Optimizing the magnetic field strength and concentration of silica coated cobalt ferrite nanoparticles for magnetic hyperthermia

Abstract

A therapeutic breakthrough in cancer treatment has recently been made by using magnetic nanoparticles (MNPs) for heating in hyperthermia therapy. Unapproachable tumors are being effectively destroyed by focused heat produced by MNPs. The major challenges regarding practical application of this therapy include the control and improvement of induction heating ability of MNPs and hyperthermia temperature range between 42–47 °C, for secure treatment at targeted area. Here, in this study, we have reported the synthesis and characterization of core–shell structured silica-coated cobalt ferrite nanoparticles (SiO2 coated CoFe2O4 MNPs), which are potential candidates for use as heat source in magnetic hyperthermia therapy. The SiO2 coated CoFe2O4 MNPs were synthesized using the reverse micelle method, with the SiO2 coating performed simultaneously during MNP synthesis. Various analytical tools were utilized for the characterization. The structural measurements were probed by X-ray diffraction (XRD). Monodisperse MNPs with nearly spherical core–shell structure was revealed by Transmission electron microscopy (TEM) results. The average diameter of MNPs obtained from TEM analysis was 15 nm. The surface coating of cobalt ferrite MNPs with silica was verified by Fourier transform infrared spectrometry (FTIR).
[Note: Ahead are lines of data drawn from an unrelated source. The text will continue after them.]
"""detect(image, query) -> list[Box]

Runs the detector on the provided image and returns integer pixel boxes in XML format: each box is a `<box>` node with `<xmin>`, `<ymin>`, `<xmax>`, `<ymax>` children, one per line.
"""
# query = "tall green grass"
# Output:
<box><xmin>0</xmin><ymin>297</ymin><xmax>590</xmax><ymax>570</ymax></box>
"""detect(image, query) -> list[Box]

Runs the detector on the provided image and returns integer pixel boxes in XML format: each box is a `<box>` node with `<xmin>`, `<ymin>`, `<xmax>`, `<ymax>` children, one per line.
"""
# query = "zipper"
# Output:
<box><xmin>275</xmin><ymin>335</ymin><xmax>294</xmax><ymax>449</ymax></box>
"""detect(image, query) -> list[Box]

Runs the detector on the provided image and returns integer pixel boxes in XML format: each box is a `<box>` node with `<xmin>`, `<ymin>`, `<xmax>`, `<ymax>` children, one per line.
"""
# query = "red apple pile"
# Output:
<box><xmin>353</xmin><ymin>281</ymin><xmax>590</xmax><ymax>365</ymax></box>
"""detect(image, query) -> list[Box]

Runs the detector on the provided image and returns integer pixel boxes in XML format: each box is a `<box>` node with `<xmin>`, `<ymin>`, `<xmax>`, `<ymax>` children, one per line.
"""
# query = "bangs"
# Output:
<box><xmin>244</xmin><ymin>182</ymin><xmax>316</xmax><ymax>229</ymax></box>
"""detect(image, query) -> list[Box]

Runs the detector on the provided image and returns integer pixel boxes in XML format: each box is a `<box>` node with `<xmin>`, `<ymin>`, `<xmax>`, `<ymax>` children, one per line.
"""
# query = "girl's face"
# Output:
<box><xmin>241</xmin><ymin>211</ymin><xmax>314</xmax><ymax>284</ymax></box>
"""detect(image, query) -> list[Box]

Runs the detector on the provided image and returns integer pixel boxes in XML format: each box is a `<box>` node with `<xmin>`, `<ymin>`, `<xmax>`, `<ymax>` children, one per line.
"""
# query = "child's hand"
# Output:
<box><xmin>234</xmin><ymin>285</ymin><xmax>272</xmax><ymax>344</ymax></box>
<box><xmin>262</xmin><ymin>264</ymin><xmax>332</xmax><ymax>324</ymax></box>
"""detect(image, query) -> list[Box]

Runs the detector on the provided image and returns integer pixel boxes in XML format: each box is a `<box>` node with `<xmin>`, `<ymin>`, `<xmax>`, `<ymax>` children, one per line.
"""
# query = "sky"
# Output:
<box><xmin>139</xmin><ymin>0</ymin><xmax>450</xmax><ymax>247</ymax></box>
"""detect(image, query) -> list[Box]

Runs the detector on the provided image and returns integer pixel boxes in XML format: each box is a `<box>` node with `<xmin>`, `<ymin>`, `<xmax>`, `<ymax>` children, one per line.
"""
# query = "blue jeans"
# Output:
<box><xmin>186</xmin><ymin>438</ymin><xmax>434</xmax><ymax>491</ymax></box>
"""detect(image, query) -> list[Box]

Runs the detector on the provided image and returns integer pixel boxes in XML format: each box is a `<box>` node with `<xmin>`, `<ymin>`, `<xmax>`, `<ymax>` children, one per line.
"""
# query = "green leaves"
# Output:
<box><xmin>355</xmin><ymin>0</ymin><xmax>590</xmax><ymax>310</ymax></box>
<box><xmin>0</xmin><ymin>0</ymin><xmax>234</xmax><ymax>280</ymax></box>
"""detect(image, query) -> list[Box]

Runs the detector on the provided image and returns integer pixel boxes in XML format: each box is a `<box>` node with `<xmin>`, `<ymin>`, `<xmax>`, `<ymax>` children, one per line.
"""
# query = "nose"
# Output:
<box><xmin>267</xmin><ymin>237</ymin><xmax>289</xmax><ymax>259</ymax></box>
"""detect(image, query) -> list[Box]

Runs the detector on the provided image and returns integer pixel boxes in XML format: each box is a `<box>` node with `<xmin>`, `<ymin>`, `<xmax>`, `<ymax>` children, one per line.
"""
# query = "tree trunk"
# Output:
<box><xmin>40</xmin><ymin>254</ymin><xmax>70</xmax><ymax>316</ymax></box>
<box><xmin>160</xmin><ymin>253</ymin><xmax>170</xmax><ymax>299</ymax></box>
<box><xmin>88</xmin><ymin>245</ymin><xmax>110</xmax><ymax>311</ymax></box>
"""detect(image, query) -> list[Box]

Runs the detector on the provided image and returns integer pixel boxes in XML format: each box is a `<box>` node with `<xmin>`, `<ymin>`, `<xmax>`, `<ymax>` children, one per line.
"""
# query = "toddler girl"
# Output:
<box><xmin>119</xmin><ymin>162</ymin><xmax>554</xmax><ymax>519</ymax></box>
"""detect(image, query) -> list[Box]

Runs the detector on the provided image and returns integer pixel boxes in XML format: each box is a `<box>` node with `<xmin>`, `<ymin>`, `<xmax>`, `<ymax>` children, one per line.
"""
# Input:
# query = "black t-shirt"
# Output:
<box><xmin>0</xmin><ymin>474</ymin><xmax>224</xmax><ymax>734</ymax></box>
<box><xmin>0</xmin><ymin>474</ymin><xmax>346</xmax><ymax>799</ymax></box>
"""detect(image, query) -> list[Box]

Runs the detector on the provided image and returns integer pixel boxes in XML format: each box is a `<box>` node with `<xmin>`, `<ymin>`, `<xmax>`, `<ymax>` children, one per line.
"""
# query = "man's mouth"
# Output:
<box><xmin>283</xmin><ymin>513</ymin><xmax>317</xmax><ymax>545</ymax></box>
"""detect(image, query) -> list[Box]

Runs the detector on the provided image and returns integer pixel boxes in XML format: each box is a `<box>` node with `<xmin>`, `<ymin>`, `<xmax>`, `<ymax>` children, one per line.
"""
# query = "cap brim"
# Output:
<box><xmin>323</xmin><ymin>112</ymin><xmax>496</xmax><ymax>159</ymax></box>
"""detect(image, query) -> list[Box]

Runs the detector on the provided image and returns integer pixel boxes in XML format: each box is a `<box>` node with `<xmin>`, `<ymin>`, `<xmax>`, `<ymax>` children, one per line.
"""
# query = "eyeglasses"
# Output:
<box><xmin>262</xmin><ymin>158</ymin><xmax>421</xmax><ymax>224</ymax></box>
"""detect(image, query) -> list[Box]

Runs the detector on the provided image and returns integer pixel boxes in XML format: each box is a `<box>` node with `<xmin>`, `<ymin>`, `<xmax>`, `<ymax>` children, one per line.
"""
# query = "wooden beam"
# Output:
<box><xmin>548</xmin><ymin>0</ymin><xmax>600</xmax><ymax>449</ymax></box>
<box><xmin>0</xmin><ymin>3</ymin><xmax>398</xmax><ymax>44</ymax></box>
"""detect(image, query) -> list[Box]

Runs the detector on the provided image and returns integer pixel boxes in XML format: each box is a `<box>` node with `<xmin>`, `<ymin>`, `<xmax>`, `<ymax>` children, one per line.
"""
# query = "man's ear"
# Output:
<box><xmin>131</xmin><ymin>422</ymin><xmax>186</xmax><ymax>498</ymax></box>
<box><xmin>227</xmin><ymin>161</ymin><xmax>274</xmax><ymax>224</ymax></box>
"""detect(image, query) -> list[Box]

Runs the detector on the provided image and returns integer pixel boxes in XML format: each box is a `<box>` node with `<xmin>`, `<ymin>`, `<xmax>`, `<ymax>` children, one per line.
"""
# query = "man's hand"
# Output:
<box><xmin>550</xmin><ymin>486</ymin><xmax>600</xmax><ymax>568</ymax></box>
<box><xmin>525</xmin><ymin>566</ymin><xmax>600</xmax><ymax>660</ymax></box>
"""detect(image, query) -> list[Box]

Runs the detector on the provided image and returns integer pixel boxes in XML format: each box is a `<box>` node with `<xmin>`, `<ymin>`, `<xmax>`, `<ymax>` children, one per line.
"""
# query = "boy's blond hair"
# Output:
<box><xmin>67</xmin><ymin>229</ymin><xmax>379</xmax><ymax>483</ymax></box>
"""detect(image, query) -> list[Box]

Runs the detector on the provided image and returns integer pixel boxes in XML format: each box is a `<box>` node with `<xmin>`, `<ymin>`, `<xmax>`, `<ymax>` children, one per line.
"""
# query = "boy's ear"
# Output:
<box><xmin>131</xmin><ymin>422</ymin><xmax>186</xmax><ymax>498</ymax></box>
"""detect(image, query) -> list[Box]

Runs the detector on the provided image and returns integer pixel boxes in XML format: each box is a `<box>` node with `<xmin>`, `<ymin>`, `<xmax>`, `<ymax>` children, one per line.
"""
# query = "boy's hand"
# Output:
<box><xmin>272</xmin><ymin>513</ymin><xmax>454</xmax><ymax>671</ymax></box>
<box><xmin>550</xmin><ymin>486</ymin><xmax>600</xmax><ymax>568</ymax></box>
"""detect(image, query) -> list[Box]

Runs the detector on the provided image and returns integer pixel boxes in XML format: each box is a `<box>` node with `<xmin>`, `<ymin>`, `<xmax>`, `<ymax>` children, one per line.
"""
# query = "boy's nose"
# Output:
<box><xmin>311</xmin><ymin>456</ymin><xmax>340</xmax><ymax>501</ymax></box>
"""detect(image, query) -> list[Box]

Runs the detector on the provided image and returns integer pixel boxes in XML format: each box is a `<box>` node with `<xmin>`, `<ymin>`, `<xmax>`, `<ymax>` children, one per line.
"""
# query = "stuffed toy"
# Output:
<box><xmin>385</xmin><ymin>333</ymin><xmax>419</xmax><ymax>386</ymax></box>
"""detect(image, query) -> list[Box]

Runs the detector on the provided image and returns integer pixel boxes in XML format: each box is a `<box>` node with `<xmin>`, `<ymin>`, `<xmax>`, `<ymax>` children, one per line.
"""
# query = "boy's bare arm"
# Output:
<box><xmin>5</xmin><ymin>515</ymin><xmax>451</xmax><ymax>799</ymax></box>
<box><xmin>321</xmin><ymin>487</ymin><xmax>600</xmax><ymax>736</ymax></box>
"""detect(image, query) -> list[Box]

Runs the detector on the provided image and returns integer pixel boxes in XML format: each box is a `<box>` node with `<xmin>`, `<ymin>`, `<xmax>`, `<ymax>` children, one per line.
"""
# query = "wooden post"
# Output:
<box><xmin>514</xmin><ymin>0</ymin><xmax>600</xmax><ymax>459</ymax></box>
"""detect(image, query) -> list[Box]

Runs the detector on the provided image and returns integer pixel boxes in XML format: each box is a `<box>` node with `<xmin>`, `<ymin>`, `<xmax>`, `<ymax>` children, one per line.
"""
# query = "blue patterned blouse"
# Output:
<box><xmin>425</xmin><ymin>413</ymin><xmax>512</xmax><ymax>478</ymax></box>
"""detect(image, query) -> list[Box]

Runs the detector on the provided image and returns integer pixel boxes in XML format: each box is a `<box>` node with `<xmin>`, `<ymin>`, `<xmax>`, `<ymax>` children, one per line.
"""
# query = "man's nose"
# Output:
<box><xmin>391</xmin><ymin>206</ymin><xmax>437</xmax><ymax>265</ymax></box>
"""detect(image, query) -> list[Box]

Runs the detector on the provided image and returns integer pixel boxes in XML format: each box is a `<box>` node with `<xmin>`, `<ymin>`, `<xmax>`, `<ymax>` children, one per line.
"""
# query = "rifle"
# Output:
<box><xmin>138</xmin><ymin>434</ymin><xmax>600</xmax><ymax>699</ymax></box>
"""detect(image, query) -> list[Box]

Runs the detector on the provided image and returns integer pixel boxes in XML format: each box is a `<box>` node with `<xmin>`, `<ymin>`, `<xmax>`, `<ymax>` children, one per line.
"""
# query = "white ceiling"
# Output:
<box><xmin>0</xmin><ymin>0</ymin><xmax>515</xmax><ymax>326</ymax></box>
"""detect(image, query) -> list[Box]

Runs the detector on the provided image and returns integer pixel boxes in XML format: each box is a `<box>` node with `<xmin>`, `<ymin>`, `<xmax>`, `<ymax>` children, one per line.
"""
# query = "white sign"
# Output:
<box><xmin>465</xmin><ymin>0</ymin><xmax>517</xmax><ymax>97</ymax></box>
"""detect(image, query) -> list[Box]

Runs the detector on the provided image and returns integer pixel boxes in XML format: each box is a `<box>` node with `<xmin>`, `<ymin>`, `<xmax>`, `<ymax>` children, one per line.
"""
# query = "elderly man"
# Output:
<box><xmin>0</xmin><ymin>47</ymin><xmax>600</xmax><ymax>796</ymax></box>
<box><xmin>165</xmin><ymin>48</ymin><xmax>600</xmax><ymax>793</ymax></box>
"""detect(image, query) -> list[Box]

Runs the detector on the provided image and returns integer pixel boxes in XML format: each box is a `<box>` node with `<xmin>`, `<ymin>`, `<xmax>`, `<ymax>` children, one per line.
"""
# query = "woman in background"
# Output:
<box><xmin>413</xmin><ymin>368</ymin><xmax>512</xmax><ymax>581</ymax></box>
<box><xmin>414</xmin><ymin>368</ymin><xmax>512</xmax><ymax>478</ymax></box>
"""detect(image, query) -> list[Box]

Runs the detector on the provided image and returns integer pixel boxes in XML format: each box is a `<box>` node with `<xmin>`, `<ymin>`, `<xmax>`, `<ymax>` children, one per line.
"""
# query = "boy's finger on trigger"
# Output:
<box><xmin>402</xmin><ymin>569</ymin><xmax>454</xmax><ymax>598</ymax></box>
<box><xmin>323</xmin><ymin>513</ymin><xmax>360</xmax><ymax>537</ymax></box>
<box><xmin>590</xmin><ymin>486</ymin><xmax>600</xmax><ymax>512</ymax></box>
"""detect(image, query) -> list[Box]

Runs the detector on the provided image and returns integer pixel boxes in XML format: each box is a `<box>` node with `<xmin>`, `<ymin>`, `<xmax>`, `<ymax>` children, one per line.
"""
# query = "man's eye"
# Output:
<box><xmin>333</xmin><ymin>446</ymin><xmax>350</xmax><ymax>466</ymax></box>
The saturation magnetization values obtained using vibrating sample magnetometer (VSM) measurements were 45.74 emu/g, revealing the superparamagnetic nature of the nanoparticles. The heating efficiency of different concentrations of synthesized nanoparticles was evaluated in an aqueous solution under an alternating magnetic field of strength 5.5 kA/m at a frequency of 260 kHz. A saturation temperature of 42 °C was attained at an optimum concentration of 1.7 mg/mL, while a magnetic field strength of 3.9 kA/m achieved 42 °C at a fixed concentration of 3.5 mg/ml. The obtained specific absorption rate (SAR) values for all the samples were between 56.23 to 100.1 W/g. The correlation between SAR values, MNP concentration, and applied magnetic field strength was also examined. The high saturation magnetization, efficient heating rates, and high SAR values make our synthesized silica-coated cobalt ferrite nanoparticles promising candidates for magnetic hyperthermia treatments, potentially improving therapeutic outcomes for cancer patients.